The so-called-underdeveloped countries probably do not have the same amenities as the developed ones, but that does not mean they have a lower quality of life. On the contrary, one might find their life quality is significantly better than their developed-countries fellow human. No rat race, only a leisurely life where you are content with what you have, which is enough to ensure a comfortable life for you and your family. The TV guide's demand (err suggestion?) for an organized coffee handling so they can have similar quality coffee and more money is killing their good quality of life. A better coffee for who? For the customers who want that prestigious coffee both for pride and glut. The people in Papua does not need a better coffee for themselves. True that they will get more money, but who will be benefited? The merchants most likely will. When you have increased amount of money in circulation the price for items and services will definitely increased as well, this is called inflation and is a basic rule of economy. So they will spend more time to cater and work on their coffee farm and less on their family and enjoying their normal quiet life in order to provide some coffee-lovers their daily dose of caffeine and padding up merchants with more profit. Sounds just right.   

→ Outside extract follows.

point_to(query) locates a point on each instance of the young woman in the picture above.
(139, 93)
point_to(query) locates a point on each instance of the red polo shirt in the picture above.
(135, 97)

The list can go on and on. The worse is of course the exploitation of these so-called uncivilized people in shows like the one I told you about, exaggerating their condition and shamelessly incorporating them as "extra" in the big badass documentary just like old Hollywood will create a thorough set and hires extras to make their colossal movies. In the end, it was just a bunch of pathetic lies, down to where they can always find someone that speaks English to assist them in their journey. Seriously, English is not commonly use in Papua New Guinea, and those that do speak it most likely have spent considerable time with Westerners/ English-speaking natives. This means that this dude is in the hands of "friends" all the time, yet still need to "spice" things up for the audience. (On another note, you don't get killed just for having different color skin or for being an outsider; the reason why you need a guide to enter tribes such as the one in Papua is out of respect for the community and to prevent you from doing idiot disrespectful thing that might cost you, or heaven forbid, tainted the whole village. It happens.)

As my husband said, this is just a made-up movie, no need to get bent out of shape because of it. Too true, and to be fair these documentary makers also exploit and exaggerated other people such as the real housewives of, or the (now-not-so-young) youngsters of jersey shores. It is unthinkable to think real people act like the one they portrayed in the those TV series. They were merely being poorly captured like their fellow human in the third world country (How I hate the word! Come on, these tribes has been around longer than the western civilization and they actually prevailed instead of being devoured by another countries!). However, if by the end of this article you still believe that you are much better than those third-world-country-uncivilized-barbaric-sorry-humans I can't really blame you. After all, as the picture above beautifully illustrate there are people that actually think foreigners expected to be picked up by John Wayne-esque cowboys on horses upon arrival in LAX. They even write articles about it! So yeah, all is forgiven. Evolution is a picky bastard.

PS: I have no idea who John Wayne is, but upon my arrival in LAX I do think I would see people dressing up so free and crazy. I mean, this is USA, the land of the free. My husband takes me to Walmart that night to shop, and I saw this young woman in Supergirl costume (complete with cape) and sunglasses (with the price tag still on) driving between the isles on some kind of motoric vehicle that the elderly often uses. My wild accusation and vivid imagination did not disappoint me.